Four adds: security alerts, critical priority, exchangeRate, audit reasons. Agents hunt code solo.
They nailed every coupling spot. Zero misses in small-context worlds.
But greenfield sins haunted. Claude’s nested AuditRecord auto-absorbed exchangeRate. Smooth. Codex’s flat mess? exchangeRateRate — code smell city, forced rewrites.
Design debt accrues. Early choices dictate extension hell.
Here’s my twist — one the original skips: this echoes the 1970s structured programming wars. Dijkstra pushed explicit modules to kill spaghetti. LLMs? They’re Goto-loving hippies in disguise, scattering theory until forced to map it. Bold call: we’ll need theory-extraction agents next, reverse-engineering docs from LLM-spawned chaos.
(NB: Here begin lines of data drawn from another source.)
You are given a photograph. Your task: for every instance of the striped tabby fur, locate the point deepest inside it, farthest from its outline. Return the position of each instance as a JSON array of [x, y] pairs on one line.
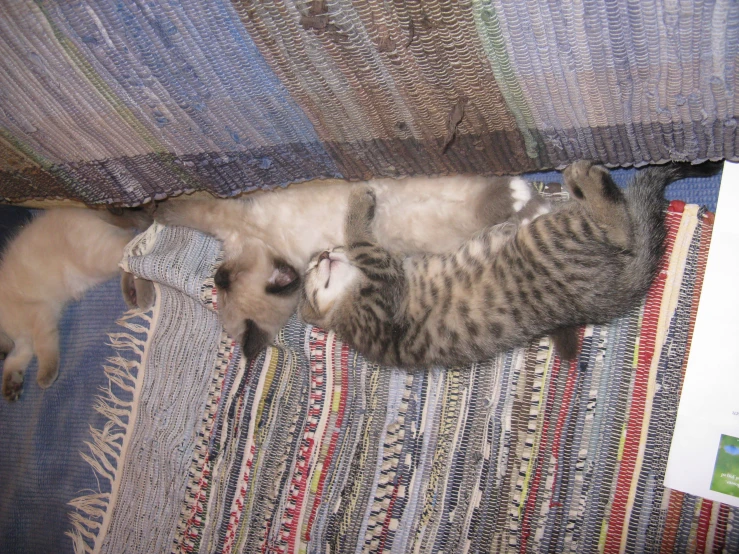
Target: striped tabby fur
[[589, 261]]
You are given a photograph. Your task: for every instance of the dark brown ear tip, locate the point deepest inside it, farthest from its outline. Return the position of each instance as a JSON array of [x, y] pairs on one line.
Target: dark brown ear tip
[[222, 278], [255, 339]]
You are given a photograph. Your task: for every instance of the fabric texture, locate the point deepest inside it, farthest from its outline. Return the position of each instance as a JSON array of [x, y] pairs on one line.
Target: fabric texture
[[124, 102], [308, 448], [43, 434]]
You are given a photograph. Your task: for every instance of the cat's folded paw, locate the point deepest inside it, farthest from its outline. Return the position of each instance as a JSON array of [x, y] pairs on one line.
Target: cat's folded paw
[[12, 385], [137, 293]]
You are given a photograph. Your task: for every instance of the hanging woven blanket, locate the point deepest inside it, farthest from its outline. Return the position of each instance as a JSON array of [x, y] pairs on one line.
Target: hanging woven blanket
[[109, 101], [309, 448]]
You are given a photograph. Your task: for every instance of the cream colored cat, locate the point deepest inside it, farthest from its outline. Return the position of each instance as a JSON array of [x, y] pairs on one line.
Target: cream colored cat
[[54, 259], [269, 237]]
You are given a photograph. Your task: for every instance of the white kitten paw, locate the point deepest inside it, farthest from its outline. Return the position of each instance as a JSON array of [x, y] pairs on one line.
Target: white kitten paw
[[12, 385], [46, 378]]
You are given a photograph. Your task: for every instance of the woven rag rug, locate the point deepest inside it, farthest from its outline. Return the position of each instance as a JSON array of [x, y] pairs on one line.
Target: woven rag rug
[[309, 448], [116, 101]]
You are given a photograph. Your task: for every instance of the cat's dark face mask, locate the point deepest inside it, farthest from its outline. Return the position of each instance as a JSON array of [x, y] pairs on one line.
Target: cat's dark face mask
[[256, 294]]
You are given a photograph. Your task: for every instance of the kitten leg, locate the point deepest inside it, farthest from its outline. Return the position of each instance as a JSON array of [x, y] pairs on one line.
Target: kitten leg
[[46, 346], [593, 187], [15, 367], [361, 212], [6, 344], [127, 218], [567, 341], [137, 293]]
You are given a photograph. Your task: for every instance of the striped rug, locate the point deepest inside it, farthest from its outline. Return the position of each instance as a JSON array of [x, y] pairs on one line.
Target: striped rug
[[309, 448]]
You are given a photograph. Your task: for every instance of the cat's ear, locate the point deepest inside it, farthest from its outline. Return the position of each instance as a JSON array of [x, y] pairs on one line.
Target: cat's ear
[[566, 341], [359, 216], [255, 339], [284, 279]]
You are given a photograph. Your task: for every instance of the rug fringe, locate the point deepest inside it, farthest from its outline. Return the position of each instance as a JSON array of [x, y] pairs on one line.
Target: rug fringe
[[107, 443]]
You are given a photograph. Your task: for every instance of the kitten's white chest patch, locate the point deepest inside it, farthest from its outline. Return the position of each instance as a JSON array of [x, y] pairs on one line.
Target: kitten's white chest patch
[[520, 192]]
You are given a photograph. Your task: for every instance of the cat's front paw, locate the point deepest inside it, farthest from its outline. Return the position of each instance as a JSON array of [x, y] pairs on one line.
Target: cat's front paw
[[12, 385], [585, 178]]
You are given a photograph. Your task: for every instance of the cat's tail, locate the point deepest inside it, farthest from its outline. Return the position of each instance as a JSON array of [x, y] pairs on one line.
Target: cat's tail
[[646, 204]]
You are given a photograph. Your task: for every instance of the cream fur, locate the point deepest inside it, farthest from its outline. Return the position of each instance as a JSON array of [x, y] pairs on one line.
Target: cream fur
[[54, 259], [413, 215]]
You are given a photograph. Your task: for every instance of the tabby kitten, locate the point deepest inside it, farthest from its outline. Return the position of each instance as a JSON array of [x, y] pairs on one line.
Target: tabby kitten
[[589, 261]]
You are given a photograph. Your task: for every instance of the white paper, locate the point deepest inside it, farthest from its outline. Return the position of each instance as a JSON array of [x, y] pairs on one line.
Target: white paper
[[709, 404]]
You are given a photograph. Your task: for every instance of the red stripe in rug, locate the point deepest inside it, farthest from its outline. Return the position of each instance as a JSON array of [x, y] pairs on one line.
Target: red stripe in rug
[[341, 374], [719, 537], [635, 417]]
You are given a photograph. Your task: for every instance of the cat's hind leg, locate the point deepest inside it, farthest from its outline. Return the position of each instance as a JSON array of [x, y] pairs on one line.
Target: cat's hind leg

Corporate hype says ‘AI codes better’ — nah, it codes faster, messier.
A single sprawling sentence to unpack: the brownfield doc system (619 TS lines, 9 files) layered intentional skips (bulk delete no webhooks — moderation mercy), silent gaps (legal-hold nuked in cascades), a concat bug discarding arrays, dead configs, invariant erosion across delete hops — retention -> folder delete -> removeByFolderId, rules vanishing like mist.
First task: layer onBeforeDelete hook over four paths.
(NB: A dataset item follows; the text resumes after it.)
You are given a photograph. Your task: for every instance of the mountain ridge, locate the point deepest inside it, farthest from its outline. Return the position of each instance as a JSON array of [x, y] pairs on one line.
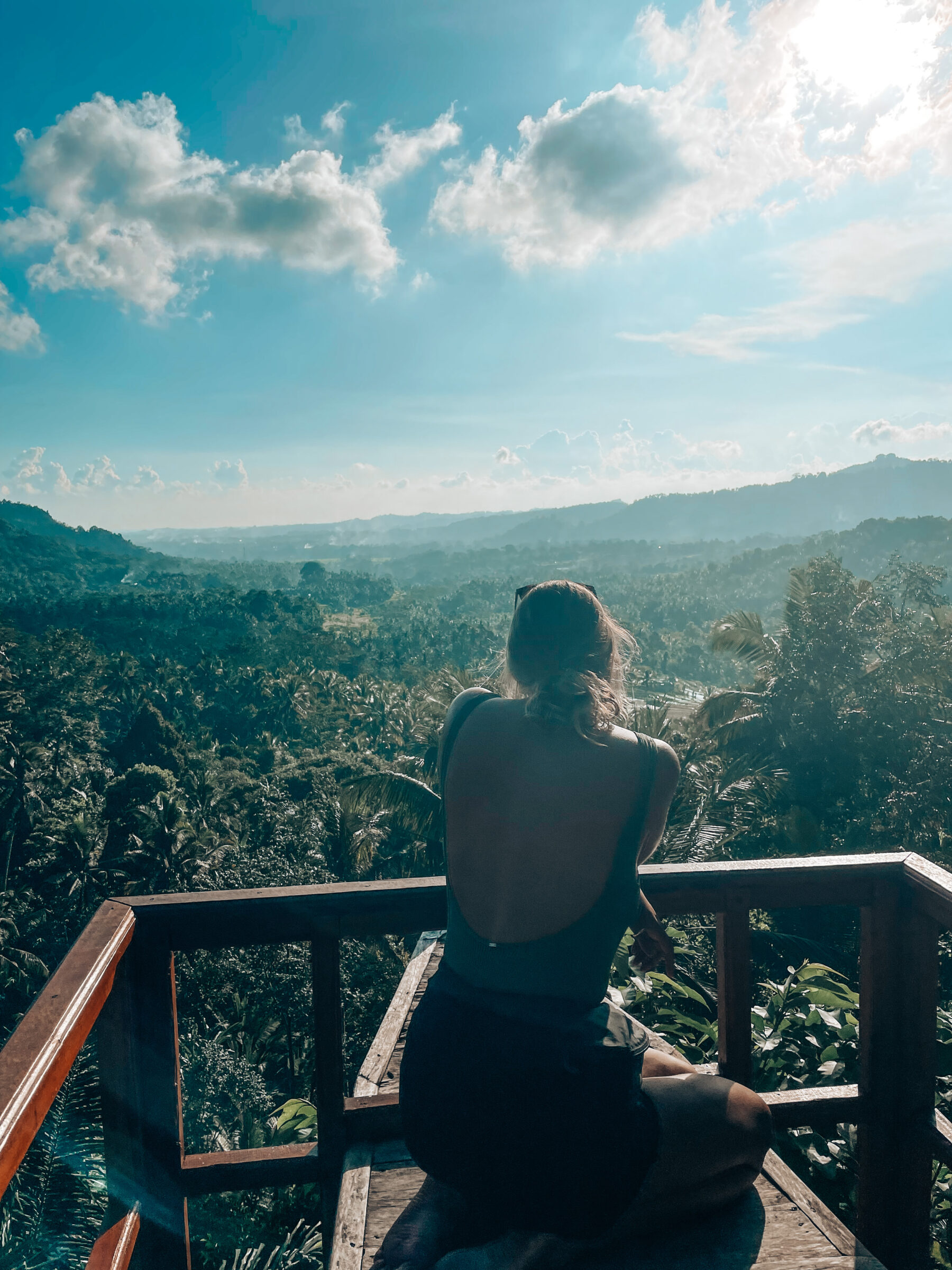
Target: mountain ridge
[[885, 488]]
Codex: 4/4 coverage. Claude: 4/4. Both crushed cascades.
The table (paraphrased):
Codex nailed coverage but botched a gap fix. Claude aced invariants.
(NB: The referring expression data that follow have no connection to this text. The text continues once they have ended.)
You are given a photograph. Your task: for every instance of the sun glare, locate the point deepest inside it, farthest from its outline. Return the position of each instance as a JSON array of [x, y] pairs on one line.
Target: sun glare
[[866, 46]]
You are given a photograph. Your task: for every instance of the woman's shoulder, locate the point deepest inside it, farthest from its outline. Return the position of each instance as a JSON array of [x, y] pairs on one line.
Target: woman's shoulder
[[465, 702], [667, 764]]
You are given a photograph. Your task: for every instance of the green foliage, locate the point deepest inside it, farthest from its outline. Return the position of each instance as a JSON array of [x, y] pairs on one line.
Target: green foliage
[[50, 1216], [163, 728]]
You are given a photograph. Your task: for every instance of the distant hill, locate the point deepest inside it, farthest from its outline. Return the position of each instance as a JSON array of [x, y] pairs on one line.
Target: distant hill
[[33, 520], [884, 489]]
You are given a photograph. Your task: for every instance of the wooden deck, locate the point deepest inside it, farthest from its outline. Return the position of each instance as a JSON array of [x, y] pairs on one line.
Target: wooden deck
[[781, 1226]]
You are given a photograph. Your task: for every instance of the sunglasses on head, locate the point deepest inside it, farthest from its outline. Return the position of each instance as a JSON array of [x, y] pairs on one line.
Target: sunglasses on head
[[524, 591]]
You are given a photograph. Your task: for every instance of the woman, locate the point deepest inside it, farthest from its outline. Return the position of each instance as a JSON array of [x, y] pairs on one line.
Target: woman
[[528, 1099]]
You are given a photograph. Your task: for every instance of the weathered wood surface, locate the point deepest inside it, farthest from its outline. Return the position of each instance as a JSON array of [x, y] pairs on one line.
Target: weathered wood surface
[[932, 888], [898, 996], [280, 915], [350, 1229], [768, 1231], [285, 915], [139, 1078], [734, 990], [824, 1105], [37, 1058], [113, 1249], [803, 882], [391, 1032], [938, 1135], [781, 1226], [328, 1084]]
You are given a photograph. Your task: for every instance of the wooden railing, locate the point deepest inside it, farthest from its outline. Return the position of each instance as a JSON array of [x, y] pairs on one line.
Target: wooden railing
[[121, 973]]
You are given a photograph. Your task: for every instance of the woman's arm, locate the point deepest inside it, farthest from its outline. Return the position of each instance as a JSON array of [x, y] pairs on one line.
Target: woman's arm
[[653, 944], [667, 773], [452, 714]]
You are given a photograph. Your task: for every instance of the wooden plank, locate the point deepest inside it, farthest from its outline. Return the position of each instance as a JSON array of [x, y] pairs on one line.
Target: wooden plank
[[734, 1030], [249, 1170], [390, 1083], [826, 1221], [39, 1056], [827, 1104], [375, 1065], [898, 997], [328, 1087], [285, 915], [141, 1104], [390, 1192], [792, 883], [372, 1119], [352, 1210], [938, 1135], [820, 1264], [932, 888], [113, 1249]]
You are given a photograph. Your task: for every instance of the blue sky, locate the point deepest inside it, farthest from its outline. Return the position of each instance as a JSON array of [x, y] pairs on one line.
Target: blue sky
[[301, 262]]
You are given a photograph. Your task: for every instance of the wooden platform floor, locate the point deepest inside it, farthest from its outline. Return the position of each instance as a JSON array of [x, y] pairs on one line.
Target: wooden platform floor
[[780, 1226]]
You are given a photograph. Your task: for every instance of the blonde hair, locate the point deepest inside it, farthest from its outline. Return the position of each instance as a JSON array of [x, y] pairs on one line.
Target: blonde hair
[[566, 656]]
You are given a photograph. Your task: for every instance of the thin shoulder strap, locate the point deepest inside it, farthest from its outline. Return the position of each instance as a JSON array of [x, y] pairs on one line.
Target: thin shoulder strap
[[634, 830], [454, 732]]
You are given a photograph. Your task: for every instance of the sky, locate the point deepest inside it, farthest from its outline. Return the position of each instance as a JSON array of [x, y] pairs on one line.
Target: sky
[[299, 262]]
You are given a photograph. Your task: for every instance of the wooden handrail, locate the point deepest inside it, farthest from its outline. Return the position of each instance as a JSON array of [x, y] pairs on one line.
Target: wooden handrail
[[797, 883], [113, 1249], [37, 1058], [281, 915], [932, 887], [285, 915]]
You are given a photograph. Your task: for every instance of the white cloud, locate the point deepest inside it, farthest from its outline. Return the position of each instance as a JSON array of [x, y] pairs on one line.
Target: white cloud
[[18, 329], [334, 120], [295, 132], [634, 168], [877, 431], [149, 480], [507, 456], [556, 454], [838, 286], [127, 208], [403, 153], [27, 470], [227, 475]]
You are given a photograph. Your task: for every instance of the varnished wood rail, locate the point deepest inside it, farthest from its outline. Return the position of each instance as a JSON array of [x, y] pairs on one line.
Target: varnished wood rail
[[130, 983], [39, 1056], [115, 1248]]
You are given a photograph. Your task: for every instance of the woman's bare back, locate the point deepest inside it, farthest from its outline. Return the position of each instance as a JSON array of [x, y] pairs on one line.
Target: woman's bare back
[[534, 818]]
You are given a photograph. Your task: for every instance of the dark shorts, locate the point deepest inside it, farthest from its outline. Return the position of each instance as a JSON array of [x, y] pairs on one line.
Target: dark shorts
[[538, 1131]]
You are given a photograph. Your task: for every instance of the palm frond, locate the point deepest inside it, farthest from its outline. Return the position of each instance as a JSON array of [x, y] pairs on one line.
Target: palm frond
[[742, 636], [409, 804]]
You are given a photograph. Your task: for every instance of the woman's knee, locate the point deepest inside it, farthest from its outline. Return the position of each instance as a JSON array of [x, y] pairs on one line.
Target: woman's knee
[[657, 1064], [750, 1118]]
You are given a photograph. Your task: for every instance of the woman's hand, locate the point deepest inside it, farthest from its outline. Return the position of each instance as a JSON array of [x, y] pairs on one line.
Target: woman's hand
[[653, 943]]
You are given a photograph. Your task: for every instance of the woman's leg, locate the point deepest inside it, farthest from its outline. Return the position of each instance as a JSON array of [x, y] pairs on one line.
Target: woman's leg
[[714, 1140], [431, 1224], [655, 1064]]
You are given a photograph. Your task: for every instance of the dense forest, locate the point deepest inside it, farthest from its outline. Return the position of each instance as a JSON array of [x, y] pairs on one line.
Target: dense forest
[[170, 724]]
But wait — full results show LLMs shine in inference, tracing behaviors humans miss.
Can LLMs Untangle Brownfield Hell?
Deeper tasks: fix gaps, hunt bugs.
Agents spotted accidentals — folder counters drifting, orphan attachments, missing audits/webhooks. Legal-hold cascade fail? Found. Concat bug? Claude fixed; Codex whiffed initially.
Dead config? Ignored — smart, it’s vestigial.
Invariant chain? They reinforced rules at each hop.
LLMs grok behavioral deps in context. Maintenance? Their jam.
Yet greenfield warns: let ‘em build first, pay later.
Why Does This Flip AI Coding Hype?
Expectations were god-tier modularity. Reality: LLMs mimic average dev habits — monolithic, coupled — because training data’s full of it.
Shift: use LLMs for brownfield surgery, humans for greenfield blueprints. Or prompt harder for explicit contracts.
My prediction? Tools like this repo force a new era: coupling detectors as pre-commit hooks, grading LLM outputs before merge.
Company spin (Anthropic/OpenAI) pushes ‘vibe coding’ — callout: it’s procrastination on architecture.
And here’s the asymmetry: one agent.
Short para punch: Maintenance wins. Generation loses.
Long explore: In that doc system, cascading deletes stripped rules — retention forgot webhooks, counters, holds. LLMs re-injected them surgically, proving context-windows let ‘em build mental models rivaling vets. But from scratch? No model, just pattern-match to messy web data. Naur’s theory-building demands iteration — LLMs fake one pass.
Medium: Implications for agents like Devin? Stack greenfield, explode.
🧬 Related Insights
- Read more: Typewriters to Tokens: Why Software Engineering’s Dirty Secrets Endure
- Read more: SSL Certificates Shrink to 47 Days: The Forced March to Automation
Frequently Asked Questions
What is implicit coupling in code?
It’s unwritten rules between files — behaviors you infer, no contracts. Kills maintainability.
Do LLMs handle legacy code better than new projects?
Yes — experiments show they trace couplings flawlessly in context, but invent them greenfield.
Should I use AI for greenfield coding?
Prompt for modularity, review ruthlessly — or stick to brownfield fixes.